この裁判でルイジアナ州の特別司法次官補として参加したWendell Birdはその後、nstitute for Creation ResearchとAssociation of Christian Schools Internationalのスタッフ弁護士になった[4]。Birdはその後、創造論および公立学校での創造論教育を推進する本を書いた。

References

  1. Edwards v. Aguillard: Amicus Curiae Brief of 72 Nobel Laureates
  2. Scott EC, Matzke NJ (May 2007). "Biological design in science classrooms". Proc.

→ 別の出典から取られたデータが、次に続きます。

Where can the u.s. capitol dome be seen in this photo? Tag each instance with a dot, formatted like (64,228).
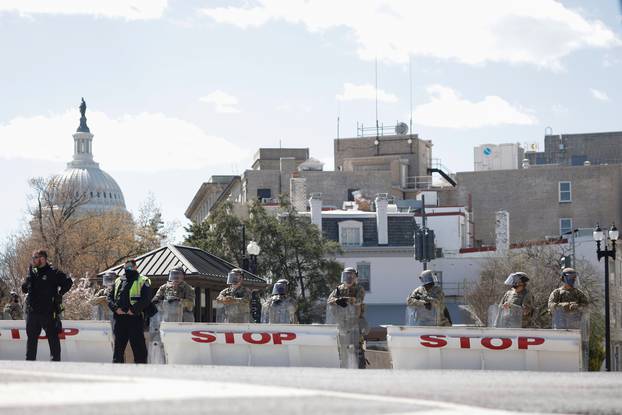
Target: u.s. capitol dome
(100,192)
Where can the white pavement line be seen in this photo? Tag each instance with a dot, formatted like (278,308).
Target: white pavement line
(110,388)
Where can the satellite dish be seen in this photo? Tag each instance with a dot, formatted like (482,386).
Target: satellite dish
(401,128)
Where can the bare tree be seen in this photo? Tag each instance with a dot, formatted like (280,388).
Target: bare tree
(54,212)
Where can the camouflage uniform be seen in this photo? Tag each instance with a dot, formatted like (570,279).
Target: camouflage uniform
(241,300)
(358,293)
(4,294)
(282,301)
(14,311)
(523,299)
(564,297)
(435,296)
(183,291)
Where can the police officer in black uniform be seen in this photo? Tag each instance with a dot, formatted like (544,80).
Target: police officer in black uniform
(128,299)
(45,287)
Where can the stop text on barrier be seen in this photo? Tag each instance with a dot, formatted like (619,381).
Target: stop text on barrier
(228,337)
(471,342)
(19,334)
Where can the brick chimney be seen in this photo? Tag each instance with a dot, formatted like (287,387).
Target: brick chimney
(316,209)
(382,218)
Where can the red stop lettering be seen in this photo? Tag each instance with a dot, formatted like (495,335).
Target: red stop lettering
(67,332)
(525,342)
(465,342)
(278,338)
(433,341)
(201,336)
(248,338)
(505,343)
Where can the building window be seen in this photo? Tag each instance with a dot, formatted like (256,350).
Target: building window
(351,233)
(565,192)
(351,194)
(364,270)
(264,194)
(565,225)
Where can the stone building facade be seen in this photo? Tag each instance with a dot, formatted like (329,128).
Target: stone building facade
(576,149)
(543,201)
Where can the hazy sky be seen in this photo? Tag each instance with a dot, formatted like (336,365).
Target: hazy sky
(179,90)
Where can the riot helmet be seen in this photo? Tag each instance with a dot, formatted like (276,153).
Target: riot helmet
(349,275)
(427,277)
(279,288)
(235,276)
(569,276)
(108,278)
(515,278)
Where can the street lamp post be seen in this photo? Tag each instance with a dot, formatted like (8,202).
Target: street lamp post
(601,236)
(253,249)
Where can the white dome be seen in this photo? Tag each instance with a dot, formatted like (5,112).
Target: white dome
(102,190)
(84,177)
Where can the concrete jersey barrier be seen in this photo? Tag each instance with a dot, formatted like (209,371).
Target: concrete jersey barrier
(81,341)
(247,344)
(484,348)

Natl. Acad. Sci. U.S.A. 104 Suppl 1: 8669–76. , doi:10.1073/pnas.0701505104. , PMID 17494747. PMC 1876445.
  3. TalkOrigins
  4. "Creationist lawsuit against UC system to proceed". National Center for Science Education. 2006-08-10. Retrieved 2009-11-12.


Kumicitのコメント


創造論副読本"Of Pandas and People"の草稿はあわてて書き替えが進められたため、途中稿で「creationists (創造論者)」を「design proponents (デザイン支持者)」の全置換に失敗し、一か所だけ「cdesign proponetsists」という表現が残った。

これは、インテリジェントデザインを公立学校で教えることを義務付けることを違憲と判決したKitzmiller v. Dover Area School District裁判で、「創造論からインテリジェントデザインへの中間形態化石」として提示された。